本申请公开了一种镜像的拉取方法、系统、计算机设备及可读存储介质,方法包括:在AI集群部署镜像p2p服务时,获取镜像p2p服务组件包和集群的配置信息,并修改部署配置文件;基于部署配置文件将镜像p2p服务组件的镜像分发到集群的节点,并将节点服务的镜像推送到harbor仓库;编写yaml文件,基于k8s以及yaml文件将各个节点分别部署到控制节点或工作节点,并将节点挂载存储系统路径;响应于集群接收到任务,基于控制节点将任务调度到工作节点,使工作节点从harbor仓库或提供p2p服务的节点拉取镜像。通过本申请,提高了镜像拉取效率与集群的资源利用率。

Description

一种镜像的拉取方法、系统、计算机设备及可读存储介质
本申请要求在2021年09月22日提交中国专利局、申请号为202111104441.2、发明名称为“一种镜像的拉取方法、系统、计算机设备及可读存储介质”的中国专利申请的优先权,其全部内容通过引用结合在本申请中。
技术领域
本申请涉及人工智能技术领域,尤其涉及一种镜像的拉取方法、系统、计算机设备及可读存储介质。
背景技术
本申请主要应用于使用镜像进行训练的AI(Artificial Intelligence,人工智能)集群。现阶段AI训练都是基于镜像,在容器中进行模型训练。如果是分布式任务,需要多个容器同时进行训练,这些容器可能在一台或者多台服务器上。同时,AI集群基本都是微服务,支持容器化部署,并且支持kubernetes的调度和管理。kubernetes也被称为k8s,是一个用于自动化部署、扩展和管理容器化应用程序的开源系统。k8s具备容错能力,如果服务的镜像和镜像仓库出现问题,运行各个服务的容器,都可能受到影响,导致AI集群的功能出现问题,所以,对AI集群的镜像、以及镜像仓库的管理和维护至关重要。

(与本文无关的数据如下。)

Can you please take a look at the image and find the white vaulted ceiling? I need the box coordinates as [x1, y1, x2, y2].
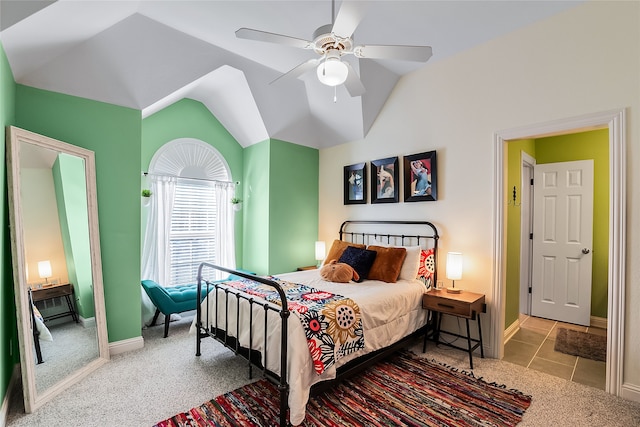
[0, 1, 581, 149]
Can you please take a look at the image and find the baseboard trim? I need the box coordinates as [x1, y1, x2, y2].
[109, 336, 144, 356]
[79, 316, 96, 329]
[504, 318, 520, 344]
[0, 364, 20, 427]
[590, 316, 607, 330]
[621, 382, 640, 403]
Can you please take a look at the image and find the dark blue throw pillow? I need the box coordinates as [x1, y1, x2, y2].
[338, 246, 377, 282]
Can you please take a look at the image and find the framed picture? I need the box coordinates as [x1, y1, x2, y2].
[403, 150, 437, 202]
[371, 157, 399, 203]
[344, 163, 367, 205]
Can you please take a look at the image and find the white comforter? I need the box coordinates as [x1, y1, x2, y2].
[33, 305, 53, 341]
[192, 269, 428, 425]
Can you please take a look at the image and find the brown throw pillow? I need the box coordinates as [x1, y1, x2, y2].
[320, 260, 360, 283]
[324, 240, 366, 266]
[366, 245, 407, 283]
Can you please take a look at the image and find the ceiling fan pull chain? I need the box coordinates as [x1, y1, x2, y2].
[334, 85, 337, 103]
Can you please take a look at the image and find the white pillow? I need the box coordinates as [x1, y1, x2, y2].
[370, 239, 421, 281]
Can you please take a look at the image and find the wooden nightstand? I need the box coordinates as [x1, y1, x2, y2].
[422, 289, 486, 369]
[297, 266, 318, 271]
[31, 283, 79, 323]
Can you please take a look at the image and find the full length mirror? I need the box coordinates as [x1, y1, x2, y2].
[6, 126, 109, 413]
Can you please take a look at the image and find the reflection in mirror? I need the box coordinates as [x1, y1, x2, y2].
[6, 126, 109, 412]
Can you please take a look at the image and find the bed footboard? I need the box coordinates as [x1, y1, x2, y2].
[195, 262, 289, 427]
[194, 219, 439, 426]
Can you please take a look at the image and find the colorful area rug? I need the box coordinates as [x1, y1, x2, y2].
[155, 351, 532, 427]
[554, 328, 607, 362]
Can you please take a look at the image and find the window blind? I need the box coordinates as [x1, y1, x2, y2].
[169, 180, 217, 286]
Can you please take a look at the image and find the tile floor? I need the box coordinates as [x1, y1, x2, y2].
[504, 314, 606, 390]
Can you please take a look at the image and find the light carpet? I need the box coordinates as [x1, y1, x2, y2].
[34, 321, 99, 393]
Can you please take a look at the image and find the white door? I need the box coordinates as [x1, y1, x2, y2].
[531, 160, 594, 326]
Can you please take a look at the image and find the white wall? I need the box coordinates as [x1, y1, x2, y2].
[319, 1, 640, 398]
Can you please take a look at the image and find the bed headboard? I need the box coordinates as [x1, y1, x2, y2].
[338, 220, 439, 286]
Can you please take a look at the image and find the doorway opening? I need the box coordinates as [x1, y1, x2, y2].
[519, 151, 600, 325]
[492, 109, 626, 396]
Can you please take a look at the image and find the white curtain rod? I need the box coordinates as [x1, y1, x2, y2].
[142, 172, 239, 185]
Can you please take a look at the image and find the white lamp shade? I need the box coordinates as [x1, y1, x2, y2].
[38, 260, 52, 279]
[315, 241, 326, 261]
[317, 56, 348, 86]
[446, 252, 463, 281]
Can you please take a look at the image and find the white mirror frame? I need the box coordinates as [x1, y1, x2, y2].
[6, 126, 110, 412]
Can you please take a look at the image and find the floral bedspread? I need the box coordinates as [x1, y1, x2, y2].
[223, 277, 365, 375]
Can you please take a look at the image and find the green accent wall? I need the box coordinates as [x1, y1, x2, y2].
[53, 153, 94, 319]
[243, 141, 271, 274]
[268, 139, 319, 274]
[15, 85, 142, 343]
[243, 139, 319, 275]
[505, 129, 609, 329]
[0, 41, 18, 411]
[141, 98, 245, 266]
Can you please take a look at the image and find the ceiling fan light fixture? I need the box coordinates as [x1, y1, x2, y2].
[316, 51, 348, 86]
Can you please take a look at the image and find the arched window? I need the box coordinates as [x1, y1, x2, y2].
[142, 139, 236, 289]
[150, 138, 231, 182]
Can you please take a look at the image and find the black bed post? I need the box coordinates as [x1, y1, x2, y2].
[270, 284, 290, 427]
[279, 307, 289, 427]
[195, 263, 204, 357]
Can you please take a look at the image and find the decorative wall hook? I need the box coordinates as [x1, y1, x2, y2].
[508, 185, 521, 207]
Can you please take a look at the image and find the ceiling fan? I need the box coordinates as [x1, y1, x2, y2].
[235, 0, 433, 97]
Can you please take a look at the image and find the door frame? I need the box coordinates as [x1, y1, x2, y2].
[492, 109, 626, 396]
[519, 152, 535, 315]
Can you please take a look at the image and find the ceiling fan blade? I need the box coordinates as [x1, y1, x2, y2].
[355, 45, 433, 62]
[343, 62, 366, 97]
[236, 28, 313, 50]
[270, 58, 320, 85]
[331, 1, 367, 39]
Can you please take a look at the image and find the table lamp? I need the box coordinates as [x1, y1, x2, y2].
[315, 241, 326, 267]
[446, 252, 463, 294]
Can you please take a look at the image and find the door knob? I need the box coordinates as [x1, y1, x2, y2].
[582, 248, 591, 254]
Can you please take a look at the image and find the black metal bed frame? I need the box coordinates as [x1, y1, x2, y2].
[195, 220, 439, 427]
[29, 290, 44, 364]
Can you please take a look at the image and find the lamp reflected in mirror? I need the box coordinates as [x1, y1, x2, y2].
[37, 260, 52, 284]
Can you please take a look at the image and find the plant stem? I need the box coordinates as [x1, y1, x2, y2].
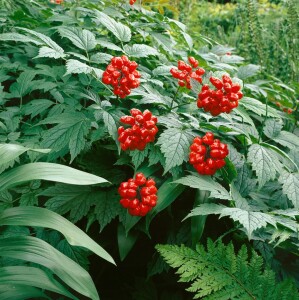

现阶段,进行模型训练,需要安装不同深度学习框架的镜像,大型的AI集群可能拥有几十到上百个不同类型的镜像,镜像的大小可能是几十MB,也可能是几十GB。如果对于大型的集群,高并发或者有大量用户进行模型训练,每个训练任务都需要拉取自己的框架镜像到本地,才能启动 容器进行模型训练,这个高并发或高频率拉取镜像,不仅需要花费大量时间,同时,也会增加集群的负载,占用集群的网络带宽等各类资源,影响集群的性能。
发明内容
有鉴于此,本申请提出了一种镜像的拉取方法、系统、计算机设备及可读存储介质,优化了AI训练任务的镜像拉取环节,提高了镜像拉取效率与AI集群的资源利用率。
基于上述目的,本申请实施例的一方面提供了一种镜像的拉取方法,具体包括如下步骤:
响应于在AI集群部署镜像p2p服务,获取基于ansible编写的镜像p2p服务组件包以及所述AI集群的配置信息,并基于所述配置信息修改所述镜像p2p服务组件包中的部署配置文件,其中,所述镜像p2p服务组件包还包括镜像p2p服务组件;
基于所述部署配置文件将镜像p2p服务组件的镜像和对应的镜像文件分发到AI集群中的各个节点,并将各个所述节点所服务的镜像推送到harbor仓库;
编写yaml文件,并基于k8s以及所述yaml文件将各个所述节点分别部署到控制节点或工作节点,并将各个所述节点挂载存储系统路径;
响应于AI集群接收到AI任务,基于所述控制节点将所述AI任务调度到工作节点,使所述工作节点从所述harbor仓库或提供p2p服务的节点拉取镜像。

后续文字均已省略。